What was going on at the Rising Star cave complex?

Digging deep in the Naledi Chamber of the Rising Star Cave. Photo: Angharad Brewer Gillam
Digging deep in the Naledi Chamber of the Rising Star Cave. Photo: Angharad Brewer Gillam
Thirteen years ago, the basic building blocks of human evolution seemed to be in place. Then Rick Hunter and Steven Tucker really upset the applecart.

They are recreationist speleologists, those who enjoy exploring caves. It takes a lot of nerve to launch yourself head first into a tiny hole in a cliff and this is what they did at the Rising Star cave complex in South Africa. One fissure, known as "Superman’s Crawl", is so narrow that you have to put your hands forward to make headway. Then you have to climb up the Dragon’s Back before descending nearly vertically into a chamber 100m into the limestone massif. There, they encountered a floor littered with human remains, the "Dinaledi Chamber".

News reached Lee Berger, an anthropologist at the University of Witwatersrand, but he was unable to follow in their footsteps: one tiny aperture has a minimum width of just 18cm. Instead, he recruited by social media, female archaeologists hand-picked for being slender enough to navigate their way down into the fossil chamber and brave enough to try. There, they recorded and lifted for scientific analysis, the remains of at least 20 individuals. These had all the hallmarks of very early hominins, that should have dated back at least a million years. But they actually date to between 241,000-335,000 years ago.

They simply don’t fit into the human evolutionary pathway. Their brains match in size, those of a chimpanzee, they were able to walk as do modern humans, but also climb trees with ease. No stone tools have been found with them. They look like an evolutionary cul-de-sac, for they lived at the same time as early modern humans. There is an unanswered question: what are they doing buried away in this virtually inaccessible cave?

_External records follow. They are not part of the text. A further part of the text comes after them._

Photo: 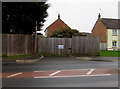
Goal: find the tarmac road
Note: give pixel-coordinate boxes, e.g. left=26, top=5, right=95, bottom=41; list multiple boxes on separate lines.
left=2, top=57, right=118, bottom=87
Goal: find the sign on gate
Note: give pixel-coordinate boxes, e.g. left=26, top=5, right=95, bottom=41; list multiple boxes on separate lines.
left=58, top=45, right=64, bottom=49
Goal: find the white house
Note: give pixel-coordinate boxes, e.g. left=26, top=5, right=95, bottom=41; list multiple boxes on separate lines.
left=92, top=14, right=120, bottom=50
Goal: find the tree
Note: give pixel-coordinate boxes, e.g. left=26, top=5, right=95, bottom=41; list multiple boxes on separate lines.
left=51, top=28, right=82, bottom=38
left=2, top=2, right=49, bottom=34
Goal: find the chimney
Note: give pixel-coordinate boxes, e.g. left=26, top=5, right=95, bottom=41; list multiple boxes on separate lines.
left=98, top=13, right=101, bottom=19
left=58, top=14, right=60, bottom=19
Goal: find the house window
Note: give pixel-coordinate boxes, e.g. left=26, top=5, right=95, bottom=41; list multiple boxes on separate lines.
left=112, top=41, right=117, bottom=47
left=112, top=30, right=117, bottom=36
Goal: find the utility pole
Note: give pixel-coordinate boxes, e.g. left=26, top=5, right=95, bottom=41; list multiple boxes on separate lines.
left=34, top=21, right=38, bottom=55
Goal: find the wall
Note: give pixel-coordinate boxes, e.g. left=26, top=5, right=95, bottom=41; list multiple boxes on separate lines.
left=92, top=19, right=107, bottom=43
left=107, top=29, right=120, bottom=50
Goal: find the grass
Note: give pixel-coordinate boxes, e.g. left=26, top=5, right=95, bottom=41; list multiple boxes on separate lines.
left=99, top=50, right=120, bottom=57
left=2, top=55, right=30, bottom=59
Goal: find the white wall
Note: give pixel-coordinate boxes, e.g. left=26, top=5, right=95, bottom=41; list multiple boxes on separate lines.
left=107, top=29, right=120, bottom=50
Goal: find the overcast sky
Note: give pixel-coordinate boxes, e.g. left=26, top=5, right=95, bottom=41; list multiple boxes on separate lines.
left=39, top=0, right=119, bottom=32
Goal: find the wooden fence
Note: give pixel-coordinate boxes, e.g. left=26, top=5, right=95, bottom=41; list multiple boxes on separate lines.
left=38, top=37, right=99, bottom=56
left=2, top=34, right=34, bottom=56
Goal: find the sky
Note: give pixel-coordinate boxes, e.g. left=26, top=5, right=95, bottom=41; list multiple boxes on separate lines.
left=38, top=0, right=119, bottom=34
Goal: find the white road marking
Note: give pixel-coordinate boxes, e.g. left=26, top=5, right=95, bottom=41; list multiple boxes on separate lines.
left=49, top=71, right=60, bottom=76
left=86, top=69, right=95, bottom=75
left=34, top=69, right=89, bottom=72
left=34, top=74, right=111, bottom=79
left=7, top=72, right=22, bottom=78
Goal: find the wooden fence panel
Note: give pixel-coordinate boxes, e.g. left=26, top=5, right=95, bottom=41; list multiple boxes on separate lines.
left=2, top=34, right=34, bottom=56
left=38, top=37, right=99, bottom=56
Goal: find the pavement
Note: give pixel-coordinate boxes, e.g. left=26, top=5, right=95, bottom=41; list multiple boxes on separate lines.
left=2, top=56, right=43, bottom=64
left=75, top=57, right=120, bottom=62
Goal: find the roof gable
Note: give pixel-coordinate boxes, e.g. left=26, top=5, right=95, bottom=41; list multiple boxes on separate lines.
left=100, top=18, right=120, bottom=29
left=44, top=18, right=70, bottom=32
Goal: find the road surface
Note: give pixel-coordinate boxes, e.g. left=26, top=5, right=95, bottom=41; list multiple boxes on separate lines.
left=2, top=57, right=118, bottom=87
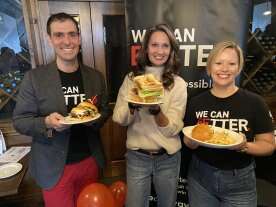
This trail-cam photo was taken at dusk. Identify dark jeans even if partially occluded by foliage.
[188,156,257,207]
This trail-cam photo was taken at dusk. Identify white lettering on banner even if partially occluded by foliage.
[131,28,213,67]
[64,94,85,105]
[131,29,147,43]
[62,86,79,94]
[179,45,213,67]
[174,28,195,42]
[197,45,213,67]
[186,79,212,88]
[196,111,208,119]
[131,28,195,43]
[210,111,229,118]
[196,111,248,132]
[210,119,248,132]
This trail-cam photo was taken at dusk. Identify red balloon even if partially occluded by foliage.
[77,183,117,207]
[109,181,127,207]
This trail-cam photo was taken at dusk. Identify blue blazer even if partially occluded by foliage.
[13,62,110,189]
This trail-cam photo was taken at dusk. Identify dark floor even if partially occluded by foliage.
[0,177,276,207]
[0,173,124,207]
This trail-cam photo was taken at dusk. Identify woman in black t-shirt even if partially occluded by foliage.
[184,41,274,207]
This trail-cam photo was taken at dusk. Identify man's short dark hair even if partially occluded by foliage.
[47,12,79,35]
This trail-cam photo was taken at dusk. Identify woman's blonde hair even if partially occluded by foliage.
[207,41,244,75]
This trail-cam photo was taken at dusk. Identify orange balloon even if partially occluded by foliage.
[109,181,127,207]
[77,183,117,207]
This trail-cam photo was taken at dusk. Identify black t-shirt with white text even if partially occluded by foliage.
[184,89,273,170]
[58,69,91,164]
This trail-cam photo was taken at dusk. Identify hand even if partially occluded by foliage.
[45,112,71,132]
[149,105,161,116]
[128,103,142,114]
[183,136,199,149]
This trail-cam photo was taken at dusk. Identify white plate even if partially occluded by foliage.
[60,114,101,125]
[0,163,23,179]
[182,125,243,149]
[127,98,163,106]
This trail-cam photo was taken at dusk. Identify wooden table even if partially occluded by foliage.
[0,155,29,197]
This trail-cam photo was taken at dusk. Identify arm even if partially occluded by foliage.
[85,73,111,130]
[238,132,275,156]
[13,72,70,139]
[154,78,187,136]
[112,75,138,126]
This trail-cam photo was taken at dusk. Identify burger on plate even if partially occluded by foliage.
[70,101,99,119]
[130,74,164,103]
[192,124,214,141]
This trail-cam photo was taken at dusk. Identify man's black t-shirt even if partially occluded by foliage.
[59,69,91,164]
[185,89,273,170]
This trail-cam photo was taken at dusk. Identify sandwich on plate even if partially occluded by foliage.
[130,74,164,103]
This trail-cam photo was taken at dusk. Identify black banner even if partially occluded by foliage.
[125,0,252,207]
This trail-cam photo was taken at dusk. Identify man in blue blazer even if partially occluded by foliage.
[13,13,110,207]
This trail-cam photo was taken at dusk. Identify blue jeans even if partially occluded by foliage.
[126,150,181,207]
[188,155,257,207]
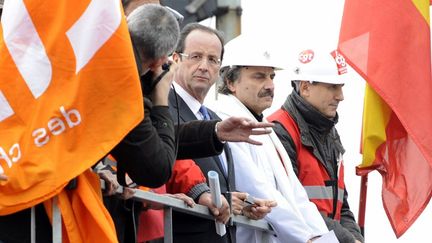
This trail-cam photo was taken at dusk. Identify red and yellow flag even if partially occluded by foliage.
[339,0,432,237]
[0,0,143,242]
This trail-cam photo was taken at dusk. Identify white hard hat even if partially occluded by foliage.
[292,49,348,84]
[221,35,283,70]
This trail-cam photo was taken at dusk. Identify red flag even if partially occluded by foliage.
[0,0,143,242]
[339,0,432,237]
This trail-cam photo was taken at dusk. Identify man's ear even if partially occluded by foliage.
[225,78,236,94]
[171,52,181,64]
[299,81,311,97]
[150,57,168,70]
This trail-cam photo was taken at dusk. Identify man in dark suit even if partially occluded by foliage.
[169,23,275,243]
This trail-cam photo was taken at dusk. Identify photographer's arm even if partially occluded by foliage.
[112,63,175,187]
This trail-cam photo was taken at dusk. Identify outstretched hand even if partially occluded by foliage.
[216,117,274,145]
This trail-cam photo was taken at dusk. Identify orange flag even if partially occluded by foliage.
[0,0,143,242]
[339,0,432,237]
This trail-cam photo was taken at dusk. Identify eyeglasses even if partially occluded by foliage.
[179,53,221,67]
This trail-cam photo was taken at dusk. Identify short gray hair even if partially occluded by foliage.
[127,3,180,62]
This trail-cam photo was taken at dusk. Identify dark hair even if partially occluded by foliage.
[127,3,180,61]
[217,66,242,94]
[175,23,225,60]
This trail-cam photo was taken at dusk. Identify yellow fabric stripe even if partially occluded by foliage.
[359,84,391,168]
[412,0,430,25]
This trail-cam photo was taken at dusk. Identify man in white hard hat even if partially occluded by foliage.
[208,36,328,243]
[268,49,364,243]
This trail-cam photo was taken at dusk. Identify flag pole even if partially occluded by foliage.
[358,174,368,237]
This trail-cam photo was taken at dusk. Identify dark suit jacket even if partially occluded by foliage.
[169,90,236,243]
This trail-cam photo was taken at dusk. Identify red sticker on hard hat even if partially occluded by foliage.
[331,50,348,75]
[299,50,315,64]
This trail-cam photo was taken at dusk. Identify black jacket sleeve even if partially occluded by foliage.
[111,98,175,188]
[323,190,364,243]
[273,121,298,176]
[177,120,223,159]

Last week, a new conundrum had to be faced with a publication based on a protein called amelogenin that has been extracted from tooth enamel. This can be used to determine whether the tooth comes from a male, or a female. Specialists are now in virtual disbelief, because the research has concluded that every single individual of this new species so far recovered was female, even the infants and children.

Burying females alone in one place is unheard of in human history until about 5000 years ago. So whatever was going on at the Rising Star cave? Several possible explanations have already been forthcoming, but the simple answer as of now, is that we simply don’t know.